One of the most important innovations I developed was the GLB or green line break-out. I like to buy stocks that have advanced to an all-time-high (ATH), consolidated for at least 3 months, and then break out to close at a new ATH. I use TC2000 to draw in the green line on a monthly chart at an ATH and alert me the moment the stock trades above the line. A green line can only be drawn after 3 months (3 monthly bars) have passed since a peak price bar that has not been surpassed (see monthly chart below). I make an exception for recent IPOs when the green line may be drawn after consolidating a few weeks after reaching a peak ATH.
Last December, I posted a weekly chart showing that PGNY had had a GLB at 36.50 and a weekly green bar (WGB). PGNY closed Friday at $64.04, 75% above its GLB.
Here is its monthly chart showing where the green line was drawn.
If I buy a stock after a GLB I sell it immediately if it closes back below its green line. A failed set-up on which I base my purchase must always be sold. It is preferable for the GLB to occur on above average weekly trading volume. This weekend I identified a few stocks that have met the above criteria last week or a few weeks before. Here are their charts.
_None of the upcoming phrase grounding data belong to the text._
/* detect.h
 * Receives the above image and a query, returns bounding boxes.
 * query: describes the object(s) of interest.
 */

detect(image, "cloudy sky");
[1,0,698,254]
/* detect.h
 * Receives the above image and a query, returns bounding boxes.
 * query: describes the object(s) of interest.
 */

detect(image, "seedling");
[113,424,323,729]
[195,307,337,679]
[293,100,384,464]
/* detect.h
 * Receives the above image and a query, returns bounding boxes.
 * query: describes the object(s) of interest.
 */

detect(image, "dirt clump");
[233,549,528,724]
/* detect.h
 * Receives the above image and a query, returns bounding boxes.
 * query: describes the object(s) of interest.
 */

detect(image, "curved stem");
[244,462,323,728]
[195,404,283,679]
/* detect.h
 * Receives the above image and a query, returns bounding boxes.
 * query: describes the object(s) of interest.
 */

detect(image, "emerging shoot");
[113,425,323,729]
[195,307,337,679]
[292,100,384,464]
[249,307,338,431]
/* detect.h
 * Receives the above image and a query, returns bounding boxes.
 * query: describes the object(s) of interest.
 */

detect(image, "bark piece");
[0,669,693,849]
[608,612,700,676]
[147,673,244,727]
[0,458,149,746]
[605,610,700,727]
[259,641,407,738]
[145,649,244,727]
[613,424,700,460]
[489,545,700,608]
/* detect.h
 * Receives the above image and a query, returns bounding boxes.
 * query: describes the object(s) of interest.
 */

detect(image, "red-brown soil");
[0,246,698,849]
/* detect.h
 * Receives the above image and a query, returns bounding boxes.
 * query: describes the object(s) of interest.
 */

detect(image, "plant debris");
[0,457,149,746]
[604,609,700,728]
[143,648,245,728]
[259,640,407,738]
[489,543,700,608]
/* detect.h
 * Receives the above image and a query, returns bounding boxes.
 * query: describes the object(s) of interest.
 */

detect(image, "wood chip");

It is impossible to tell if any of these stocks’ GLB will fail or if it will rocket higher. I did look up their fundamentals on MarketSmith. Their IBD Composite scores are MEC (78) OMP (94) TGLS (99) FLNG (98) CUBI (99). All have floats of <30 million shares.
The GMI is 6 (of 6), flashed a Green signal, and the new QQQ short term up-trend has now reached 3 days (U-3). I have begun to purchase TQQQ, the 3X leveraged bullish ETF for QQQ. If this up-trend persists I believe this is where I will likely make the most $$$$. Note that QQQ has now closed back above its 10 week average while SPY has closed above its 10 week average for 17 straight weeks.